Relationship Extraction Pipelet

Relationship Extraction Pipelet#

The LLM Relationship Extraction pipelet uses an LLM to enrich an existing taxonomy in Synaptica by proposing new relationships between known concepts, based on evidence found in your document corpus. Candidate relationships follow a set of predicates you define. The pipelet also records provenance data as mentions and documents in dedicated Synaptica schemes. If you are new to pipelets, see the Pipelets page for an overview of what pipelets are, how they fit into the Squirro pipeline, and how to configure them using the Pipeline Editor.

How It Works#

The pipelet processes each document as follows:

You define one or more predicates of interest. For each predicate, you specify a domain and a range, which constrain the compatible concept pools for the left-side and right-side participants of the relationship.
The pipelet fetches the entire taxonomy (all schemes in the project) from Synaptica via the API. To limit token usage, the taxonomy is reduced to labels, synonyms, and definitions and converted into a Markdown-like text representation.
The document text, the taxonomy, and the predicates are provided to the LLM, which identifies candidate relationships expressed in the source text. Each relationship is a triple: subject, predicate, and object, along with the text span that indicates it.
The pipelet then validates the results against the fetched taxonomy, enforcing the defined domains and ranges and discarding relationships that do not comply.

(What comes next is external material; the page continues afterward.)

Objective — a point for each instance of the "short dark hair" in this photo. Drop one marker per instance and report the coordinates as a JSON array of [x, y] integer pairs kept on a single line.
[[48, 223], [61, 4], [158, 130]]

The final set of candidate relationships is written back to a separate Synaptica scheme for human review. A taxonomy editor then reviews the candidate relationships directly in Synaptica. Approved relationships are manually moved to the original taxonomy scheme, and the necessary connections to existing concepts are created by hand. Relationships that are not approved remain in the candidate scheme and are not promoted.

Prerequisites#

Before setting up this pipelet, ensure you have:

An existing taxonomy project in Synaptica. If you do not have one, established public domain vocabularies are a good starting point. Visit the Squirro Support website and submit a technical support request for assistance with setting one up.
An OpenAI API key. The pipelet accesses the LLM programmatically through the OpenAI API and requires valid API credentials. Customers and partners are expected to provide their own LLM access and are responsible for any associated usage costs.
A representative sample of your documents and taxonomy to validate results before running the pipelet at scale. Scalability depends on several factors: the choice of LLM, the size and complexity of the taxonomy, and the volume of documents in your data sources. Squirro recommends starting with sample data to assess quality and performance before scaling up. For guidance on throughput planning and production sizing, visit the Squirro Support website and submit a technical support request for guidance from subject matter experts.
Server-level administrator access to the Squirro server to deploy the pipelet.
A valid Synaptica license and the appropriate Squirro add-on entitlement. Visit the Squirro Support website and submit a technical support request for licensing information.

Setup#

Synaptica Setup#

In your Synaptica project, create three new schemes: Candidate Relationships, Mentions, and Documents. These names are indicative and can differ if needed. Each scheme requires a specific configuration of namespaces, templates, properties, and relationships. Visit the Squirro Support website and submit a technical support request for assistance with the required configuration.
Create a dedicated Synaptica user account for the pipelet. That account requires Editor II permissions on both the original taxonomy schemes and the three new schemes.

Squirro Setup#

Visit the Squirro Support website and submit a technical support request to obtain the pipelet file (a .py file). Once received, upload it to the Squirro server using the pipelet upload command from the Squirro Toolbox. That is a one-time task per server. For full upload instructions, see the Development Workflow page.
To add the pipelet to a pipeline:
1. Navigate to Setup → Pipeline and click the red Edit button to open the Pipeline Editor.
2. Search for LLM Relationship Extraction in the pipelet list on the left.
3. Drag the pipelet into the Relate section of your pipeline.
4. Click the pencil icon on the pipelet to open its configuration panel. Fill in all required fields and click Save, then Exit.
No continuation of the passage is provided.